In the Dalkon Shield litigation, he helped organize and implement the distribution of the $2.4 billion trust established to compensate 100,000 women who had sued the maker of the device. “I have attempted to develop conceptual approaches to resolving disputes and then to test those concepts in the context of actual disputes,” McGovern said. “This process involves a dynamic feedback between theory and practice in order to advance our understanding of the most efficacious means of resolving disputes.”

His students say McGovern’s deep knowledge and skill readily translate into a powerful classroom experience. “He has an amazing combination of practical and academic experience,” said Collin Cox ’01, now an associate at Williams & Connolly based in Washington, D.C. “He brings that to the classroom every day. I took two of his classes as a third-year student, because you just can’t find anyone more involved with class actions or mass tort litigation.”

McGovern said he always tries to bring his practical experience into his lessons. “By participating in the real-world application of dispute resolution theory, I can provide a richer texture to the fabric of instruction for our students. At the same time, one of the major byproducts of this interaction between theory and practice is the ability to raise the profile of Duke Law School among other academics and practitioners.”

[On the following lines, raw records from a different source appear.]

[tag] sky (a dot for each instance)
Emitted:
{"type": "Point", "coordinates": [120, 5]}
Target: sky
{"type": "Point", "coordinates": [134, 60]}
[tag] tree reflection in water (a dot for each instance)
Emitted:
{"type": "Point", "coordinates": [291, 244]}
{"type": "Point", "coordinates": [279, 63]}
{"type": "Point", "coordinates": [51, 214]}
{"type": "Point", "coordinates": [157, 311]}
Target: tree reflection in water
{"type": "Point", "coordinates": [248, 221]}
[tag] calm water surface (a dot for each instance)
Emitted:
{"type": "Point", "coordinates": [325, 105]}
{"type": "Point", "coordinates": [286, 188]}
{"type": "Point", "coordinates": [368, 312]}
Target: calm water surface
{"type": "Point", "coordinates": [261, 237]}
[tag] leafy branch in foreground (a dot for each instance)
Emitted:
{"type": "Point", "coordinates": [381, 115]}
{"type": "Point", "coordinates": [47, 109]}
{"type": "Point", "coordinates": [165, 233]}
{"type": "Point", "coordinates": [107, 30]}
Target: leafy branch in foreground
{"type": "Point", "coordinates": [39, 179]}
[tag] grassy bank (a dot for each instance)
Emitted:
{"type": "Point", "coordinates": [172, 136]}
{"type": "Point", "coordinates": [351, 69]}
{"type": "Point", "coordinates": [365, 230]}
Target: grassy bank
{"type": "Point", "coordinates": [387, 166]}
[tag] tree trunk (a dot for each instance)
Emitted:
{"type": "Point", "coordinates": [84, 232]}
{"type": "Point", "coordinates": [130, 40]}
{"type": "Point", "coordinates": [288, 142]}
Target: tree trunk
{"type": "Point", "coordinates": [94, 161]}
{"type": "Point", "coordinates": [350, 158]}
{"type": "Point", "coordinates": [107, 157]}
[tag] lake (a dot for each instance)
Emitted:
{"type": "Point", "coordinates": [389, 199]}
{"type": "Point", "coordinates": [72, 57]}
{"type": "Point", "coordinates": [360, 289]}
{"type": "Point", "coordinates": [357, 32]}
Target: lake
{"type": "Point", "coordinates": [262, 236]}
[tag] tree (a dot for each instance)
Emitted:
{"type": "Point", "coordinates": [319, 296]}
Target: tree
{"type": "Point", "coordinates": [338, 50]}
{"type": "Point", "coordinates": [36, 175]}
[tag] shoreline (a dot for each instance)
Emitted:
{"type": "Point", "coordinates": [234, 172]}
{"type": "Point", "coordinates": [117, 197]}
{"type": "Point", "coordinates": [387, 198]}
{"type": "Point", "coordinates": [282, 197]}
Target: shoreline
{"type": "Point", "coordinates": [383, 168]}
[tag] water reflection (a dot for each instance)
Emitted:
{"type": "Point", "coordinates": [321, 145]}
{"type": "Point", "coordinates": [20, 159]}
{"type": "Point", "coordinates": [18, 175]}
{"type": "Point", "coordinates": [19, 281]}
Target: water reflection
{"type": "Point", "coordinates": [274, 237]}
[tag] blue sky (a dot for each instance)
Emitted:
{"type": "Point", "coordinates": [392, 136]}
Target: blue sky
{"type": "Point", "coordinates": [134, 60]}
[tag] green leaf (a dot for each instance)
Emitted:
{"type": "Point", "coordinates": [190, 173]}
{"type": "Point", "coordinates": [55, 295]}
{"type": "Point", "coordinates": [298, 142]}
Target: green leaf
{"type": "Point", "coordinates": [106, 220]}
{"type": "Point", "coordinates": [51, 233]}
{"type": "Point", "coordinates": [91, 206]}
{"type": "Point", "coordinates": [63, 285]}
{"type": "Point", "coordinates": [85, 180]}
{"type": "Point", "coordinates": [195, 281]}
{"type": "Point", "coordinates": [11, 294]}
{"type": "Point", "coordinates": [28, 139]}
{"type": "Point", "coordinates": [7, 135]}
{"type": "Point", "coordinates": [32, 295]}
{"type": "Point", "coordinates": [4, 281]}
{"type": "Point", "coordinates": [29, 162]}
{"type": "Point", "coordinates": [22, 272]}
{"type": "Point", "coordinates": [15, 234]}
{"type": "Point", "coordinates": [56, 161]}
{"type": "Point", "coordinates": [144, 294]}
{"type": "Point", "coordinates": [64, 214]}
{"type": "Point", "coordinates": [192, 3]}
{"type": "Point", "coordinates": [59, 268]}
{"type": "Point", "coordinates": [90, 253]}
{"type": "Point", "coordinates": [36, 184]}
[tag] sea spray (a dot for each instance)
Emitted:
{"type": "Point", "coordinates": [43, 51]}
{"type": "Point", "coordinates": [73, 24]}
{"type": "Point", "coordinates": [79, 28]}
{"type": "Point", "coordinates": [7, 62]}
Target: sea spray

McGovern, who came to Duke Law in 1997, also shares his insights with lawyers, judges, students and scholars across the country through an ambitious schedule of speeches and other presentations.

For the early part of 2003, McGovern had planned about a dozen presentations that would carry him from Nevada to New York. Those include speeches for the Standing Committee on Federal Rules of the Judicial Conference of the United States; the annual meeting of the Conference of Chief Justices; the annual meeting of the Association of American Law Schools; as well as presentations at the University of Tennessee, DePaul University, Ohio State University, Pepperdine University and other schools.

A version of this story also will be forthcoming in the spring edition of Duke Law Magazine.